Under Third Air Force, the 328th Army Air Force Base Unit conducted replacement training for heavy bomber (B-17 Flying Fortress, B-24 Liberator) units. In addition B-29 Superfortress aircrew transition training was performed. With the end of the war and the drawdown of the military, Gulfport AAF was placed into reserve status on 31 January 1946.

Gulfport Field was declared excess by the Air Force and conveyed by the War Assets Administration to the City of Gulfport in 1949 for use as a civil airport. The City negotiated airline service contracts with Southern Airways and later National Airlines to provide passenger and cargo service beginning in the early 1950s.

===Gulfport Air Force Base===
Due to the large expansion of the United States Air Force as a result of the Cold War, a new lease was obtained for military use of the airport and Gulfport Air Force Base was opened as a joint-use civil/military facility. Improvements were made by the Air Force to the field to bring the wartime facilities up to permanent Air Force standards, so that on 16 July 1951, when Gulfport AFB was activated and assigned to the Air Training Command (ATC), it was able to become the headquarters of the new Technical Training Air Force (TTAF), which controlled technical and basic training of Air Force personnel. The TTAF controlled 10 Air Force wings from Gulfport:

7 Technical Training wings:
- 3310th, Scott AFB, Illinois
- 3320th, Amarillo AFB, Texas
- 3345th, Chanute AFB, Illinois
- 3380th, Keesler AFB, Mississippi
- 3415th, Lowry AFB, Colorado
- 3450th, Francis E. Warren AFB, Wyoming
- 3750th, Sheppard AFB, Texas

1 USAF Recruiting Wing: 3500th, Wright-Patterson AFB, Ohio

1 USAF Military Basic Training Wing: 3700th, Lackland AFB, Texas

1 USAF Mobile Training Wing: 3499th, Chanute AFB, Illinois

In addition, contract basic flying training for prospective pilots was also conducted at Gulfport AFB.

In 1957, ATC decided to assign all flying and crew training responsibilities under a single headquarters. In addition, effective 1 July 1958, the command discontinued the Technical Training Air Force and moved all training headquarters to their controlling major commands or to ATC, depending on its mission.

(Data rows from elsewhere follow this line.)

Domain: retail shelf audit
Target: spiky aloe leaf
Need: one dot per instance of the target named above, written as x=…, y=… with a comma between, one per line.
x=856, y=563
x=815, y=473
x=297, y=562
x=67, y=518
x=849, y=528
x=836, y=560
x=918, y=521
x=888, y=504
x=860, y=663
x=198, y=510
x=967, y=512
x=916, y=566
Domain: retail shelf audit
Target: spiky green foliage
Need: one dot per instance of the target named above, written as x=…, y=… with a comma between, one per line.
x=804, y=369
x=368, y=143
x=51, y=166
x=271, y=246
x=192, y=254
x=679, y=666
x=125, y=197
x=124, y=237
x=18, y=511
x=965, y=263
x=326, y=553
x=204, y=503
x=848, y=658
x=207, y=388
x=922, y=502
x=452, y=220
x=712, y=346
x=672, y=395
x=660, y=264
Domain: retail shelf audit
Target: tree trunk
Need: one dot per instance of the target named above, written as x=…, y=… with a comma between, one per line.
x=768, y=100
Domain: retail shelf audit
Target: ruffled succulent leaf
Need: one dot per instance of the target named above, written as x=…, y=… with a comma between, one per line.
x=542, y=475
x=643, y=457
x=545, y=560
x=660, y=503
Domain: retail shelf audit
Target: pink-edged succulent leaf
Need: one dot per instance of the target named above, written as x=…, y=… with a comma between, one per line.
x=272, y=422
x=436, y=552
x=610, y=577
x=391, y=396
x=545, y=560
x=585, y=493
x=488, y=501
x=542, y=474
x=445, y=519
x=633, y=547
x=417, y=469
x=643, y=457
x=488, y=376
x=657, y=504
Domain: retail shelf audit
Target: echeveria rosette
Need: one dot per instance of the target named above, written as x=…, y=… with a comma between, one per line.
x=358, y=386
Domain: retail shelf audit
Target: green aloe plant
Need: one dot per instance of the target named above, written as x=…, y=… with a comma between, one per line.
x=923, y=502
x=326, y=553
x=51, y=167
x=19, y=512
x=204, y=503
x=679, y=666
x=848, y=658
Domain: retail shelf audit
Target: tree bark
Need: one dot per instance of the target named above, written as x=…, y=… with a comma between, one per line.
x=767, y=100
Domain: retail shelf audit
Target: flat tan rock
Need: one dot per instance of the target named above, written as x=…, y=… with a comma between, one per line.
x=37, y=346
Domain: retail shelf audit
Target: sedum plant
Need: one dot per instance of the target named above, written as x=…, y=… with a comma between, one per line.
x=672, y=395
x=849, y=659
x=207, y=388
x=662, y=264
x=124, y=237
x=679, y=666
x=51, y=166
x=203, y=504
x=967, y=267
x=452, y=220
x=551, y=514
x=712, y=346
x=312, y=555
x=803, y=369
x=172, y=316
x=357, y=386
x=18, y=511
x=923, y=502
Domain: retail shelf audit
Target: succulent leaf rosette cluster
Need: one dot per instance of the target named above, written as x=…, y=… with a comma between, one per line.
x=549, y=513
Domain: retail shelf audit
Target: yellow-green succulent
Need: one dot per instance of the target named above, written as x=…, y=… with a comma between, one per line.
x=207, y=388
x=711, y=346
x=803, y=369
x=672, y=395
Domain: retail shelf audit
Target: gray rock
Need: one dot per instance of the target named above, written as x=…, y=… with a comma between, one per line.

Recruiting and Basic Training were also reassigned to HQ ATC. Gulfport AFB was closed as an active Air Force installation and its military facilities were transferred to the Mississippi Air National Guard, with the airport remaining a joint-use airport and Air National Guard base.

===Mississippi Air National Guard===
Beginning in 1953, the Mississippi Air National Guard developed a training activity which has grown into a facility renamed Combat Readiness Training Center Gulfport, one of four such CRTCs in the nation. Military traffic has expanded each year, and now more than 20,000 Air National Guard and Air Force Reserve Command flight personnel are trained at the base annually. Within 10 minutes, supersonic fighters, in-flight refueling aircraft and airlift aircraft can simulate a combat environment over the Gulf of Mexico or at Camp Shelby in Hattiesburg, MS. Additionally, the Army National Guard established the Aviation Classification Repair Depot operation which repairs several types of combat and transport helicopters for military activities throughout the Southeast and Puerto Rico.